Any citizen of the Russian Federation is free to leave and return to Russia. Of course, if a citizen of the Russian Federation recovers their health, everyone will be happy, ”he said.
Doctors at Charite Hospital (pictured Monday) say Navalny’s condition is improving two weeks after a German military lab discovered he had been poisoned with a nerve agent
Peskov said the Kremlin was open to clarify what happened to Navalny, but needed access to information about his case from Germany.
Moscow did not understand why Russia was not given the same access as French and Swedish laboratories, Peskov said.
A spokesman for the German Foreign Ministry previously went against the Russian line, saying that Russian medics had access to Navalny immediately after he fell ill.
Samples from Navalny have also been sent to the Organization for the Prevention of Chemical Weapons (OPCW) in The Hague for additional testing.
The head of Russia’s foreign intelligence service claimed today that Navalny showed no signs of poisoning before being flown to Berlin for treatment.
“The fact is that the moment Alexei Navalny left Russian territory, there were no toxins in his system,” said Sergei Naryshkin.
“That’s why we have a lot of questions on the German side,” he told reporters.
Hospital medics said in their sixth official update on Monday that Navalny’s condition “continues to improve.”
The patient was successfully removed from mechanical ventilation. He is currently being mobilized and can leave his bed for a short while, ‘the statement said.
“The decision to disclose details of Mr. Navalny’s condition was made in consultation with the patient and his wife.”
Despite his recovery, doctors have said they cannot rule out long-term health problems associated with the poisoning.
EU diplomatic chief Josep Borrell today urged Russia to carry out a “full and transparent procedure” to investigate what happened to Navalny.
Navalny’s allies have pointed the finger at Russian President Vladimir Putin (pictured) after the opposition leader fell ill, but the Kremlin has rejected the claims.
Russian Foreign Minister Sergey Lavrov has accused the West of using the incident as a pretext to introduce new sanctions against Moscow.
The apparent assassination attempt has sparked calls to demolish the Nord Stream 2 pipeline, a Kremlin flagship project to bring more Russian gas directly to Germany under the Baltic Sea.
Navalny has been a thorn in the Kremlin’s side for over a decade, exposing what he says to high-level corruption and mobilizing protests.

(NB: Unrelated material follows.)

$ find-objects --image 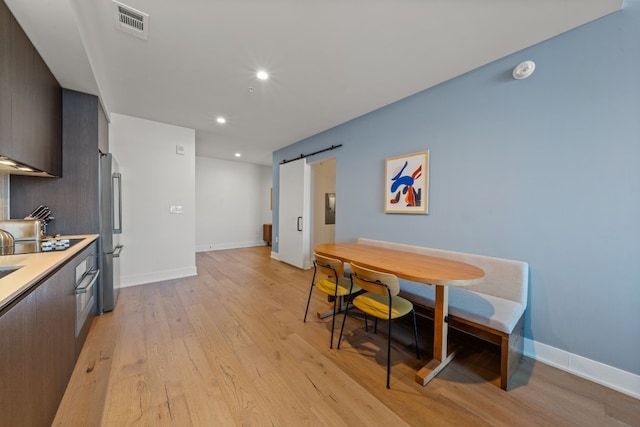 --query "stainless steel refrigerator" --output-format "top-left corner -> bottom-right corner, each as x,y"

He has been repeatedly detained for organizing public rallies, charged with corruption investigations and barred from running in the 2018 presidential election.
The 44-year-old has also spent several periods in prison in recent years for organizing protests against the Kremlin.
The European Court of Human Rights has ruled that the arrests and detention of Navalny by Russia in 2012 and 2014 were politically motivated.
French leader Emmanuel Macron’s office said he had expressed “ deep concern about the criminal act ” in an appeal with Putin on Monday.
The Kremlin said Putin “underlined the inappropriateness of unfounded charges against the Russian side” and reiterated Russia’s demand that Germany hand over samples.